Leptotrombidium

Scientific classification
- Kingdom: Animalia
- Phylum: Arthropoda
- Subphylum: Chelicerata
- Class: Arachnida
- Order: Trombidiformes
- Family: Trombiculidae
- Tribe: Trombiculini
- Genus: Leptotrombidium Nagayo et al., 1916

= Leptotrombidium =

Genus of mites

Leptotrombidium (/ˌlɛptoʊtrɒmˈbɪdiəm/ (Note: )) is a genus of mites in the family Trombiculidae, that are able to infect humans with scrub typhus (Orientia tsutsugamushi infection) through their bite.
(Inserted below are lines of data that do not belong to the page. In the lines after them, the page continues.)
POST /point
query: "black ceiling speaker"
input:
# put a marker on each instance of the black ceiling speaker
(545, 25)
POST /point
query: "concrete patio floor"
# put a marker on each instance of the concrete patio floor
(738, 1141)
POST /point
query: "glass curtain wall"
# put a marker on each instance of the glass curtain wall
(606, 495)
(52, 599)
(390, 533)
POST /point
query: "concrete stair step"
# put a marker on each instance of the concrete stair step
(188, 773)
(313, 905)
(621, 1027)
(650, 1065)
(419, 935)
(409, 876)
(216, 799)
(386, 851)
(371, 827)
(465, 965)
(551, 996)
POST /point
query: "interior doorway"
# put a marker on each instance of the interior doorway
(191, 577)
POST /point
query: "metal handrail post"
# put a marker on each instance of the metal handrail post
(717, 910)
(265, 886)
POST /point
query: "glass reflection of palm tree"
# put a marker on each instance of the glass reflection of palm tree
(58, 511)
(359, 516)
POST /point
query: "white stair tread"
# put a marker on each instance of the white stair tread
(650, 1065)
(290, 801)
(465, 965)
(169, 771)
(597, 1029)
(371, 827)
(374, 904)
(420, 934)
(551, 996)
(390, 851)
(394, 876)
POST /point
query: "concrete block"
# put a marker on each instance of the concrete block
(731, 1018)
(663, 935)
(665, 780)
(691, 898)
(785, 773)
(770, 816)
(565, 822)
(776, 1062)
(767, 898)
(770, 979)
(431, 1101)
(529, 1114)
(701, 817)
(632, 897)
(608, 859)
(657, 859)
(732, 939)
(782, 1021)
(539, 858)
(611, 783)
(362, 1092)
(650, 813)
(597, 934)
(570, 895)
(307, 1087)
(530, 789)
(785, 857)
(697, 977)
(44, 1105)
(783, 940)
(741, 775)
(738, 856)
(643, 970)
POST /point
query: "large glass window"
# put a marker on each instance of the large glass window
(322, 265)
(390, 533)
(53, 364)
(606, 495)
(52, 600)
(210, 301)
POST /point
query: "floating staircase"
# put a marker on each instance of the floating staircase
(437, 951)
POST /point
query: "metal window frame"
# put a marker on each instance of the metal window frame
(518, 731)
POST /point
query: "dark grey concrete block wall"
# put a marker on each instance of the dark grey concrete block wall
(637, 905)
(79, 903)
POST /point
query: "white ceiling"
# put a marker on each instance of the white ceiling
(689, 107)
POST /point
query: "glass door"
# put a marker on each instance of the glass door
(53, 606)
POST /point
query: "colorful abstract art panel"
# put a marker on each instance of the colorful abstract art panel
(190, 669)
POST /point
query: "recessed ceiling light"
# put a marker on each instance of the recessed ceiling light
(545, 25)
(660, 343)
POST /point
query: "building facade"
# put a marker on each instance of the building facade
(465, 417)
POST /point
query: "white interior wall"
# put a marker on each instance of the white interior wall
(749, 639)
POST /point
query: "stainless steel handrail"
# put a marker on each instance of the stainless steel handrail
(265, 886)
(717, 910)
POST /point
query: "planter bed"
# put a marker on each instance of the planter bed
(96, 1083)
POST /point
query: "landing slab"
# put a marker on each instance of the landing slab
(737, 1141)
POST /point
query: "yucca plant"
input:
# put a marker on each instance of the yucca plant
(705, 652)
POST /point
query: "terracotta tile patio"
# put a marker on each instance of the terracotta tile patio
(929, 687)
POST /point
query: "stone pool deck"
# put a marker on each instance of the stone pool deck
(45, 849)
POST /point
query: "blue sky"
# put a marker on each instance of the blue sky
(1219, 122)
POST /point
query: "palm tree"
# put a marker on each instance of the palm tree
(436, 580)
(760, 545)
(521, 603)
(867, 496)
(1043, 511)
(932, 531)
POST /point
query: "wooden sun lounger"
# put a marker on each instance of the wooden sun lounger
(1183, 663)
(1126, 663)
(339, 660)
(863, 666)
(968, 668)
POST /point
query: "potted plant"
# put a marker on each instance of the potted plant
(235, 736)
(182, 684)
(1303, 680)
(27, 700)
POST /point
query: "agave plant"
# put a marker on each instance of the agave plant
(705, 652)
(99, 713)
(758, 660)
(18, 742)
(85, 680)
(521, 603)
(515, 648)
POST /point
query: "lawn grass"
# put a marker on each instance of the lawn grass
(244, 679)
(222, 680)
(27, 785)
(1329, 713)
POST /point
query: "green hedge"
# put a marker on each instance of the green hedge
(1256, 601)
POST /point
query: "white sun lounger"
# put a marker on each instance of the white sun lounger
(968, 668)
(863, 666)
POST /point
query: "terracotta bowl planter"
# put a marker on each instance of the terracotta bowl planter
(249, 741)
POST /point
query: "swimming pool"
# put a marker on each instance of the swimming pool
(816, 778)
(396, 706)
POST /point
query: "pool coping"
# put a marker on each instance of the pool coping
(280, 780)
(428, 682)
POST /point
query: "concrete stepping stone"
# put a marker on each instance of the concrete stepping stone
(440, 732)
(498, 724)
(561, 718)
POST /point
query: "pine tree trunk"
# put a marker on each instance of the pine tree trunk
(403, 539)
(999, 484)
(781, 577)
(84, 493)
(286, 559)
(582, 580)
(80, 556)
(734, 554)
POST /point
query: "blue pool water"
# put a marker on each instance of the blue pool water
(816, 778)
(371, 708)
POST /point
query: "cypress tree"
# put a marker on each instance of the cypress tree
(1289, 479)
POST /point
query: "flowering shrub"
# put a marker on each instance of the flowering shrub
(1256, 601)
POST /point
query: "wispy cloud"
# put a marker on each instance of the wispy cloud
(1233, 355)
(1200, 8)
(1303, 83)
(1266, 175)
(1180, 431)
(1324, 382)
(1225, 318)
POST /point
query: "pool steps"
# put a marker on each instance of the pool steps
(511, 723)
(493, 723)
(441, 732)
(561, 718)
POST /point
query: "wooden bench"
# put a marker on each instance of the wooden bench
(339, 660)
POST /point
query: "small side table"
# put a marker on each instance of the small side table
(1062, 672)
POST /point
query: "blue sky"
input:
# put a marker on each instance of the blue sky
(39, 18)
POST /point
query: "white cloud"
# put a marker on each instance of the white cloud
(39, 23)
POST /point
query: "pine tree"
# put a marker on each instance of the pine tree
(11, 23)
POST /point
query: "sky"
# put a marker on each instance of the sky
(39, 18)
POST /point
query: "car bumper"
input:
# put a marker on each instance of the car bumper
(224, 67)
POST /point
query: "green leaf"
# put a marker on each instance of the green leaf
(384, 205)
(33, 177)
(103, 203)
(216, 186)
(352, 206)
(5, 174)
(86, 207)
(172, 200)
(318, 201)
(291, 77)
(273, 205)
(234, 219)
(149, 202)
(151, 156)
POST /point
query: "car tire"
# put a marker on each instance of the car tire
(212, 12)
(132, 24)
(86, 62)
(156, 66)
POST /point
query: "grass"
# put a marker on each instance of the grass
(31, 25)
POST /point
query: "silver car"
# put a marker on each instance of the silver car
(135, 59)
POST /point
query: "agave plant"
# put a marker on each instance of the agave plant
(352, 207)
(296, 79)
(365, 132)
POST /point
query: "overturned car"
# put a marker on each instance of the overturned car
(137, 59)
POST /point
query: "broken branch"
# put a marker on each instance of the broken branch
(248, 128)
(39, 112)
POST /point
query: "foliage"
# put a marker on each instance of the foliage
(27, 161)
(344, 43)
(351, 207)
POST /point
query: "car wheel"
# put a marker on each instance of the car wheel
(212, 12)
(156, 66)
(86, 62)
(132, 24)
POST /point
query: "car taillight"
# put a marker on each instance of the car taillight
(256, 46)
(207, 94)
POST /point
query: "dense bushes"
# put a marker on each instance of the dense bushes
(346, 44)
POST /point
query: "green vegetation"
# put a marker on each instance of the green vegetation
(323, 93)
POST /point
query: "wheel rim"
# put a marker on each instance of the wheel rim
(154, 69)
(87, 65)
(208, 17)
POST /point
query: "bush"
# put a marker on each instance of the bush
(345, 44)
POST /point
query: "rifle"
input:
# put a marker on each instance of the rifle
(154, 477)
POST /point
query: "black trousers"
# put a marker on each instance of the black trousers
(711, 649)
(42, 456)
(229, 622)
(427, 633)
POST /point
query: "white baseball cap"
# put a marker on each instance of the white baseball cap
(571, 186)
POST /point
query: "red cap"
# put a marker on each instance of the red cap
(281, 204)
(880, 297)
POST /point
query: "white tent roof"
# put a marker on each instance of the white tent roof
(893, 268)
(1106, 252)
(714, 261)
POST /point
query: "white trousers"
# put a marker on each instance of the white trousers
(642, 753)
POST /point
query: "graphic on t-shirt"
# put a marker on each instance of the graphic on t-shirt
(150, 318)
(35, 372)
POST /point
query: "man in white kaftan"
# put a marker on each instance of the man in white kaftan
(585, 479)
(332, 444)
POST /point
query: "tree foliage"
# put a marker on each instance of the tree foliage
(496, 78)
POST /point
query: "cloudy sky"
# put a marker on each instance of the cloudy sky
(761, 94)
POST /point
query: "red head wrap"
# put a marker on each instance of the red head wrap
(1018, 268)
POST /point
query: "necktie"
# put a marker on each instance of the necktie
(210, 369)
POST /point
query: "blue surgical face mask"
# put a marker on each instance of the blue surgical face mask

The larval form (called chiggers) feeds on rodents, but also occasionally humans and other large mammals. They are related to the harvest mites of the North America and Europe.

Originally, rodents were thought to be the main reservoir for O. tsutsugamushi and the mites were merely vectors of infection: that is, the mites only transferred the contagion from the rodents to humans. However, the mites are now known to only feed once in their lifetimes, which means that transmission from rodent to human via the mites is impossible (for it to have been possible, the mite would have to feed at least twice, once on the infected rodent and again on the human who would then be infected). Instead, the bacterium persists in the mites through transovarial transmission, where infected mites transmit the infection to their unborn offspring. Leptotrombidium mites are therefore both vector and reservoir for O. tsutsugamushi. The infection predominantly affects female mites, and does not appear to otherwise harm the mites.

== Life history ==

The larvae are pale orange in colour and feed on liquified skin tissue, not blood, as their mouth parts (chelicerae) are too short to reach the blood vessels. They have three pairs of legs. The larvae most commonly target rodents, but also attach to humans. For humans, the bite is painless, but pain commonly develops only after the larvae detach from the skin, leaving red papules that may then develop into an eschar.

The larval stage lasts for 1 to 2 weeks. After feeding, the larvae drop to the ground and become nymphs. Nymphs are brick-red in colour and have four pairs of legs. The nymphal stage lasts for 1 to 3 weeks. Nymphs mature into adults which have four pairs of legs, the first pair being the largest. They are harmless to humans. In the postlarval stage, they are not parasitic and feed on plant materials. Females lay eggs singly, which hatch in about a week. Lifespan of the adult is about 6 months.

==Taxonomy==
- L. akamushi is endemic to Japan and is the reservoir for the Kato serotype of O. tsutsugamushi;
- L. deliense is the main vector in the south of China and in Thailand; it is also endemic to Litchfield Park, in the Northern Territory, Australia, where is carries the Litchfield serotype.
- L. pallidum is endemic to Japan and is the reservoir for Karp and Gilliam serotypes;
- L. scutellare is endemic to Japan and is the reservoir for Kawasaki and Kuroki serotypes.